馬車は県道をそれて、河川敷に降りました。それに伴いパトカーは離れ、馬車だけが広い川岸に停まります。そこでは、カボチャの灯籠に照らされて色々な仮装をした人達が談笑していました。
「薫、穂香、ようこそ。参加者が増えてな、急遽ここでパーティーとなったんだ」
お父さんとお母さんの出迎えに、緊張していた心が緩みました。
「ミイラ男にサスカッチ、エルフまで。あのウェアキャトルなんて本物みたいですね」
「薫ちゃん、ミノタウロスと言わずにウェアキャトルと言うとは通だね」
「岡部店長、お久しぶりです。多少の雑学知識はネットで仕入れていますから」
両親の影に隠れて気付きませんでしたが、超科学の産物を販売するお店の店長さんも来ていました。ゾンビの仮装をしていますが、中々にリアルでちょっと怖いです。

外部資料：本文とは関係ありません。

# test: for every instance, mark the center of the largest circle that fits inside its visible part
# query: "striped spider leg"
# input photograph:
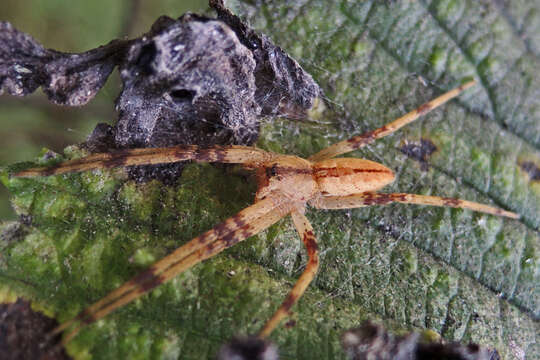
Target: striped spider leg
(286, 184)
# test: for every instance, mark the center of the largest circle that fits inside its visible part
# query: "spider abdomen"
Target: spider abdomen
(287, 176)
(347, 176)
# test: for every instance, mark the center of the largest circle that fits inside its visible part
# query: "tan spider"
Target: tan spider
(286, 184)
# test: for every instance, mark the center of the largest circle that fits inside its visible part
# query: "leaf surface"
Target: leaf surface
(468, 276)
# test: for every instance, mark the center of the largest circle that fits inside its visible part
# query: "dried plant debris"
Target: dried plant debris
(23, 334)
(371, 341)
(194, 80)
(248, 348)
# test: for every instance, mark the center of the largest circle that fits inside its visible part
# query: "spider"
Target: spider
(286, 185)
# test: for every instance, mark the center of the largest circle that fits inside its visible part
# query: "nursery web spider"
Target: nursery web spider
(286, 184)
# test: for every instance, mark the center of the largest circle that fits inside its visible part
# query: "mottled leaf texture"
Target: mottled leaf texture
(467, 276)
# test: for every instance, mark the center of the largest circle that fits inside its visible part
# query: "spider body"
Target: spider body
(286, 184)
(301, 181)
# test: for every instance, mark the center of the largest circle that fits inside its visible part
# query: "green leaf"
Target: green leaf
(467, 276)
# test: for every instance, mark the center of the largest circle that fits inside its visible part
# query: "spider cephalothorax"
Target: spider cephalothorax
(286, 185)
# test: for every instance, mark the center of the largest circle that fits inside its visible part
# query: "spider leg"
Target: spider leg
(359, 141)
(248, 222)
(368, 199)
(306, 233)
(249, 156)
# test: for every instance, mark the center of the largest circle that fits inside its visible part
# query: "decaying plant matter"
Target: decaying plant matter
(194, 80)
(286, 185)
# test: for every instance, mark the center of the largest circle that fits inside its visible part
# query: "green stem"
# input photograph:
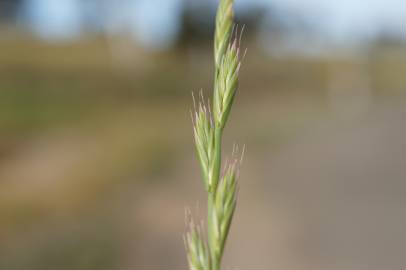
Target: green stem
(213, 245)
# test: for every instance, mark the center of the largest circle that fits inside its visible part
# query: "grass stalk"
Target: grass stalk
(206, 254)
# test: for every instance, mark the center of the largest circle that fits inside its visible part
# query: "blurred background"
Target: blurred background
(97, 159)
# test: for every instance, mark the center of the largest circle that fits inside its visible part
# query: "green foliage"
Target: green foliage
(208, 130)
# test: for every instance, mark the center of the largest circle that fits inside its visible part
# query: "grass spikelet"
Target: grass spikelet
(208, 131)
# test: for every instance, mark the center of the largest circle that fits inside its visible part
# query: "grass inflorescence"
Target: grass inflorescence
(205, 253)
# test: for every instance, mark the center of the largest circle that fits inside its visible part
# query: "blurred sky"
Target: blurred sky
(157, 22)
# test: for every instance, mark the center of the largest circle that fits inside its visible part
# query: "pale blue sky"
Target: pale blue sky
(157, 21)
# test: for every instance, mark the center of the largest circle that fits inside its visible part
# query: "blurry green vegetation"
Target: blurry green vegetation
(80, 125)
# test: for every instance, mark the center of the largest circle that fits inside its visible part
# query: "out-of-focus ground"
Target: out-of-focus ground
(97, 159)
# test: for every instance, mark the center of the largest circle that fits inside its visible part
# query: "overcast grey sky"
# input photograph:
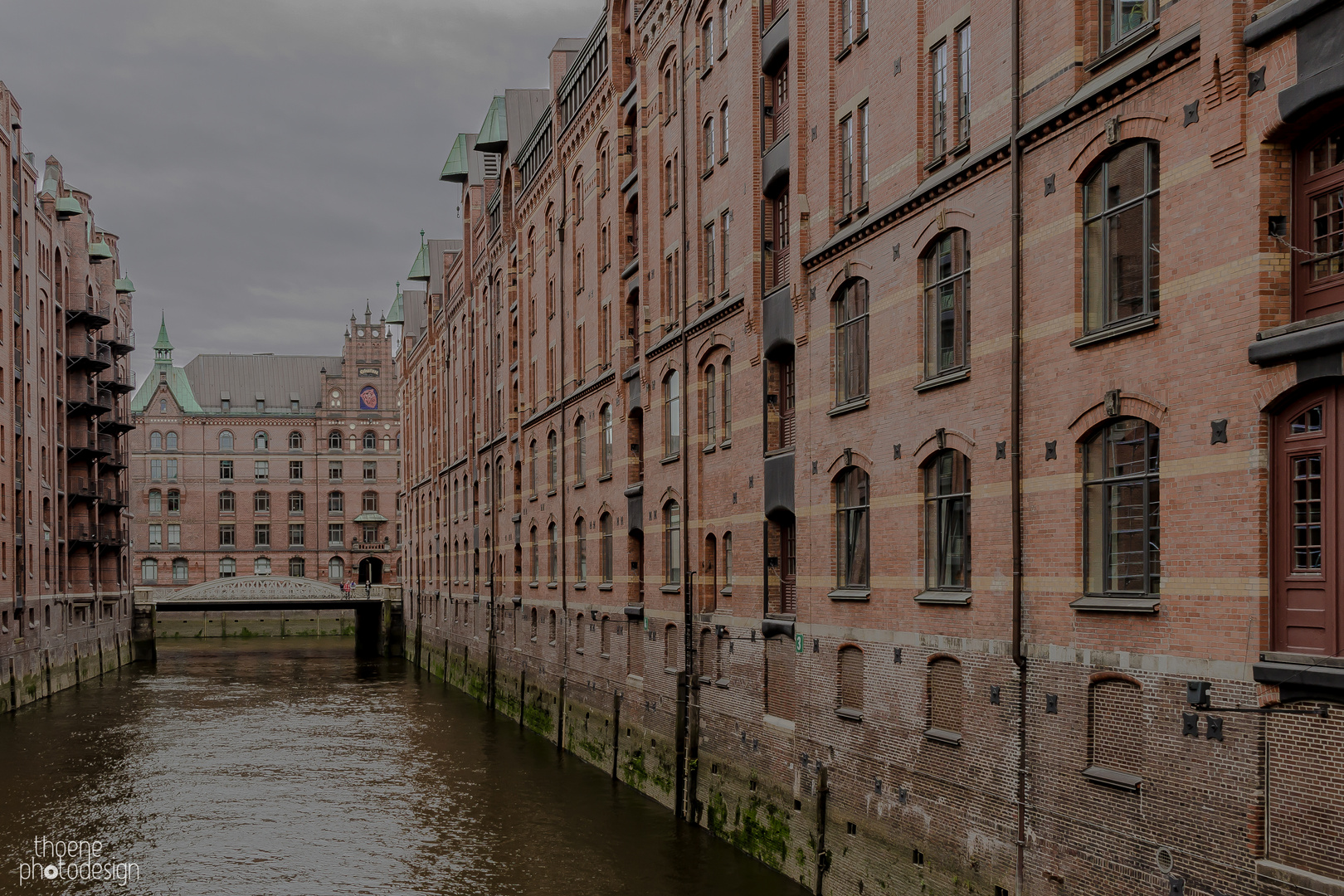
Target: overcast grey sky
(268, 164)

「今日は色々な種族の人が来ているから、楽しんでね。彼らも交流を楽しみにしていたから」
この会場のお客さんは、外国の方々なのでしょうか。最近来日する外国人が増えたとはいえ、話す機会は余りありません。折角のパーティーですし、話しかけてみましょう。
僕は両親に断りを入れ、会場の方に歩を進めました。近くで見ると皆さん仮装の完成度が高く、本物と錯覚してしまいそうです。
お、終わらない……
閑話最後になる終編はすぐに書いて更新します。
今度こそ次で終わるはず。
終わる……よな?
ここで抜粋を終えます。